In the present case, the trial judge based her decision that plaintiff forfeited his right to workers’ compensation benefits on the fact that Mr. ^Session failed to advise the doctors of an incident which occurred in March of 1996. Specifically, the evidence at trial showed that on March 10, 1996, Mr. Session was arrested and subsequently taken to Charity Hospital with complaints of shoulder pain which Mr. Session attributed to the handcuffs being placed on him. During his testimony, Mr. Session admitted that he did not tell Dr.
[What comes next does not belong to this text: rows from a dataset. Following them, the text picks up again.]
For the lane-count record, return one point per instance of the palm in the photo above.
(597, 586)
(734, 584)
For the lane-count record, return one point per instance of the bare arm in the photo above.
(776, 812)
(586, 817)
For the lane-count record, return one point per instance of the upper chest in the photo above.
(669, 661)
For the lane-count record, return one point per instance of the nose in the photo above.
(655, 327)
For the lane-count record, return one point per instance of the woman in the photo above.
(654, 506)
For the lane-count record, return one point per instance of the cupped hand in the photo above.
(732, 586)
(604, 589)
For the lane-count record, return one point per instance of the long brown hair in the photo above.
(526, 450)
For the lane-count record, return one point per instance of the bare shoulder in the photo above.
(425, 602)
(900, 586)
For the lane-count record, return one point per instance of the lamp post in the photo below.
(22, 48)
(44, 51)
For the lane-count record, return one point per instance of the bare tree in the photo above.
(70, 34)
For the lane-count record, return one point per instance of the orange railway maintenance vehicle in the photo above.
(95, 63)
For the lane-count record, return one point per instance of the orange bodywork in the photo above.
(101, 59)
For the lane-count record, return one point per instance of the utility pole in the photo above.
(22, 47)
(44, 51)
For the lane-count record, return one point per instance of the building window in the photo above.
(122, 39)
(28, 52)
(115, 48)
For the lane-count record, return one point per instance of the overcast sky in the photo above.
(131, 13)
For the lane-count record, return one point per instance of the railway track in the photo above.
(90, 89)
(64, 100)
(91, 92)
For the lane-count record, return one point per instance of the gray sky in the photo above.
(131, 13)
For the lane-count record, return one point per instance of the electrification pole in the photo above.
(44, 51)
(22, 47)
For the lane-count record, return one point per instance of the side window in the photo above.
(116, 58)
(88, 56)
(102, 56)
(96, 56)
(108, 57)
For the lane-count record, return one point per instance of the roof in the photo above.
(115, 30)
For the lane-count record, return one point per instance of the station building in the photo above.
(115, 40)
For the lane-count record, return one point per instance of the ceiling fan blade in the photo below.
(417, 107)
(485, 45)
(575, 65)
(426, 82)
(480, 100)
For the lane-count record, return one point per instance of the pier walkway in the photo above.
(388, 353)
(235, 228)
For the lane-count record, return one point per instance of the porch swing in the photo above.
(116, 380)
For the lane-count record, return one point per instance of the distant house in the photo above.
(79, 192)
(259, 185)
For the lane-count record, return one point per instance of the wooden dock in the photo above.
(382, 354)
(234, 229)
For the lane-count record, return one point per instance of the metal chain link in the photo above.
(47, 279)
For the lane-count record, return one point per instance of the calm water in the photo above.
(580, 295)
Shackleton of this incident because he viewed it as an aggravation of his prior injury and the doctor was already well aware of the pain that he was having in his shoulder area.

We do not find that Mr. Session’s failure to report this incident to Dr. Shackleton violates the provisions of LSA-R.S. 23:1208. The incident where Mr. Session complained of shoulder pain occurred in March of 1996. He subsequently went to Dr. Shackleton in April of 1996, and in May of 1996, Mr. Session was released to return to work. He tried to return to his employment at Robin Services but was told there was no position available. He thereafter found a job at Magnolia School and almost immediately after working there he started to experience pain in his neck and above his right shoulder. While Mr. Session admittedly failed to report the March incident to his doctor, we do not find that it was a willful misrepresentation made for the purpose of obtaining worker’s compensation benefits.

In addition to Mr. Session’s failure to report this March incident, appellees also point out numerous other misrepresentations which would support the trial judge’s determination. We have reviewed these alleged misrepresentations and find that they do not constitute willful misrepresentations made for the purpose of obtaining workers’ compensation benefits.

fcBased on the foregoing discussion, we set aside the March 19, 1998 judgment disqualifying Mr. Session from benefits and remand the matter to the worker’s compensation court for further proceedings consistent with this opinion.

JUDGMENT VACATED, REMANDED FOR FURTHER PROCEEDINGS.